I have an allergy of craving and a mental twist; the both together makes me a true addict. It doesn’t matter the vice, the feel good, my obsession can go to whatever my focus is on. I escape the pain and go straight to the source that will give me relief. Food was my primary but, in my obsession to get what I want, I have flipped and gone to the opposite; of restriction and exercise bulimia. I live in the extremes.
When I read what I just wrote, I can see clearly how my dishonesty kept me in that addiction cycle for many years and I blamed anything or anyone when it didn’t “work”. I was self will run riot. AND I can very easily slip back into that because I am a true addict and always will be. I am never cured. I only have a daily reprieve and that is contingent upon my spiritual fitness.
When things go wrong, and things will because that’s life, my brain can take me back to my old thinking very easily. I am human and I am NOT perfect. How many times when early in abstinence I would see that scale go up one pound and my head would automatically jump to cut back salt, eat a lemon, walk 10 miles, MISS the next meal. My crazy thoughts of restriction, exercise bulimia and old ways to manipulate the scale come flooding back. Thank God for the awareness to realize that thinking will do me no good. I need to see what is beneath those thoughts, do a 10th step and clear it away.

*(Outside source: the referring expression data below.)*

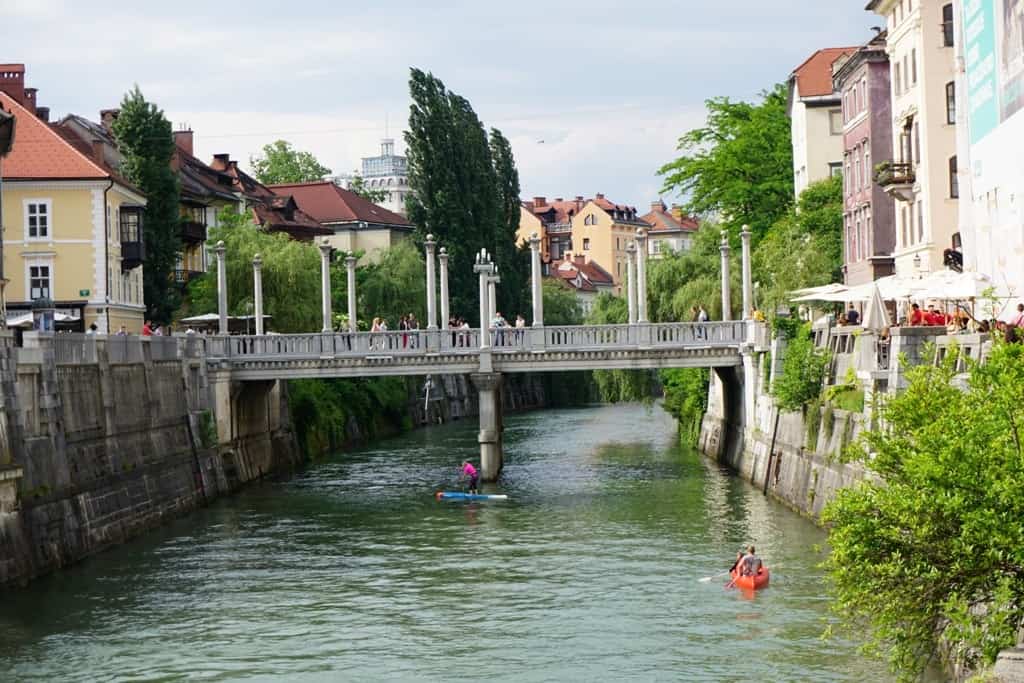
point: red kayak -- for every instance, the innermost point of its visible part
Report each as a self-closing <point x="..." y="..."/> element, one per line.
<point x="760" y="580"/>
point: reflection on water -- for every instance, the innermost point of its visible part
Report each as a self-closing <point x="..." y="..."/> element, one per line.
<point x="352" y="571"/>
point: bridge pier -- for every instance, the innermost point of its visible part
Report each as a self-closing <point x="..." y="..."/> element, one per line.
<point x="488" y="389"/>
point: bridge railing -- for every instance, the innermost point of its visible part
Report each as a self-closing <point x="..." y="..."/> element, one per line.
<point x="503" y="340"/>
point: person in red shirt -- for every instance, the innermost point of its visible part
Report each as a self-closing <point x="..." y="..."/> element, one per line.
<point x="916" y="315"/>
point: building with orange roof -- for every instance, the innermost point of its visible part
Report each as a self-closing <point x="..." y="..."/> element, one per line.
<point x="356" y="223"/>
<point x="816" y="119"/>
<point x="671" y="229"/>
<point x="72" y="226"/>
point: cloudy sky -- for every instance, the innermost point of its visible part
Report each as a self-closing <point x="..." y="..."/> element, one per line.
<point x="593" y="94"/>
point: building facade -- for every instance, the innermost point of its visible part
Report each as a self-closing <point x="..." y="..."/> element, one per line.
<point x="991" y="109"/>
<point x="670" y="229"/>
<point x="861" y="79"/>
<point x="357" y="225"/>
<point x="816" y="119"/>
<point x="923" y="175"/>
<point x="73" y="227"/>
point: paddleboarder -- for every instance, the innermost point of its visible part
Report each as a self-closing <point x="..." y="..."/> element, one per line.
<point x="469" y="472"/>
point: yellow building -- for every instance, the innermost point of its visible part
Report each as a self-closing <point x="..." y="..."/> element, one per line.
<point x="72" y="227"/>
<point x="597" y="228"/>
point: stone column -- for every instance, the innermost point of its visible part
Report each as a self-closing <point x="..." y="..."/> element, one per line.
<point x="535" y="280"/>
<point x="221" y="287"/>
<point x="326" y="285"/>
<point x="258" y="293"/>
<point x="350" y="282"/>
<point x="445" y="313"/>
<point x="726" y="295"/>
<point x="488" y="390"/>
<point x="748" y="283"/>
<point x="631" y="286"/>
<point x="429" y="245"/>
<point x="641" y="275"/>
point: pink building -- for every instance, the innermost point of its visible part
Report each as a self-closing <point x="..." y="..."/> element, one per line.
<point x="869" y="231"/>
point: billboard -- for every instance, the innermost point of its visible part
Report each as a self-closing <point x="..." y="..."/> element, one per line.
<point x="993" y="59"/>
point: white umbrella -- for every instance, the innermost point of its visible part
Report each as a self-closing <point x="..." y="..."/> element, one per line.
<point x="876" y="315"/>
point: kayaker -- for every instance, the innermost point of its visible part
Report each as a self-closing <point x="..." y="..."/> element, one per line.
<point x="469" y="472"/>
<point x="751" y="564"/>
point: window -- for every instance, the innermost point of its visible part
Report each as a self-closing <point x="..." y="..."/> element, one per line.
<point x="39" y="282"/>
<point x="836" y="122"/>
<point x="921" y="220"/>
<point x="37" y="219"/>
<point x="947" y="26"/>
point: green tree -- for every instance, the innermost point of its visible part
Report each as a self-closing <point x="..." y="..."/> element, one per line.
<point x="739" y="165"/>
<point x="280" y="163"/>
<point x="358" y="185"/>
<point x="803" y="372"/>
<point x="291" y="275"/>
<point x="144" y="137"/>
<point x="455" y="188"/>
<point x="513" y="259"/>
<point x="933" y="547"/>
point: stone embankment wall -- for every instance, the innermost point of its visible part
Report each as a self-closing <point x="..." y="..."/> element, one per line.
<point x="107" y="437"/>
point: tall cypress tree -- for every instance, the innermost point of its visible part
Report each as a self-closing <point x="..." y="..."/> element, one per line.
<point x="145" y="140"/>
<point x="514" y="261"/>
<point x="454" y="184"/>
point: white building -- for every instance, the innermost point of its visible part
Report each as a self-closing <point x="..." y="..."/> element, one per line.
<point x="991" y="144"/>
<point x="387" y="172"/>
<point x="816" y="119"/>
<point x="923" y="174"/>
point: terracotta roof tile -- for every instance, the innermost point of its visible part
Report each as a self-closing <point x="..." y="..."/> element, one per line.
<point x="814" y="76"/>
<point x="40" y="152"/>
<point x="328" y="203"/>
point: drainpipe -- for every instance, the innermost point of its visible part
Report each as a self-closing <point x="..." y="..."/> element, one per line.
<point x="107" y="256"/>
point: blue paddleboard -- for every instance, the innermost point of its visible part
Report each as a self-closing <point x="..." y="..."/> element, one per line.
<point x="459" y="496"/>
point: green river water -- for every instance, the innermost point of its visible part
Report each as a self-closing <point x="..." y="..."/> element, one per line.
<point x="351" y="571"/>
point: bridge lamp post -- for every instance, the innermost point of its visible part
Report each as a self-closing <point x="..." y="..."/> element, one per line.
<point x="748" y="287"/>
<point x="536" y="284"/>
<point x="726" y="295"/>
<point x="350" y="282"/>
<point x="641" y="275"/>
<point x="258" y="292"/>
<point x="483" y="267"/>
<point x="442" y="261"/>
<point x="429" y="245"/>
<point x="631" y="285"/>
<point x="221" y="288"/>
<point x="325" y="248"/>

Then take action to change.
I am an addict. I have an obsession. It can be with ANYTHING. That’s who I am. Living with the dis-ease I have to stay awake so I can recognize when the behaviors click in and ask myself honestly (Step 1), what am I trying to avoid? What are my motives? What’s going on here? I know I have to believe in my HP (Step2) and surrender it to my HP (Step 3). Then dig into what’s going on (Steps 4-9). Take action and change what needs to be changed and live (Steps 10-12).
I have a simple perfect program of the 12 Steps to live by IF I want recovery.
Let my recovery be my obsession now! Yet even that needs the reigns carefully held to keep me balanced.
Being aware and accepting the obsessive person I am, I can take the action to change. One day at a time.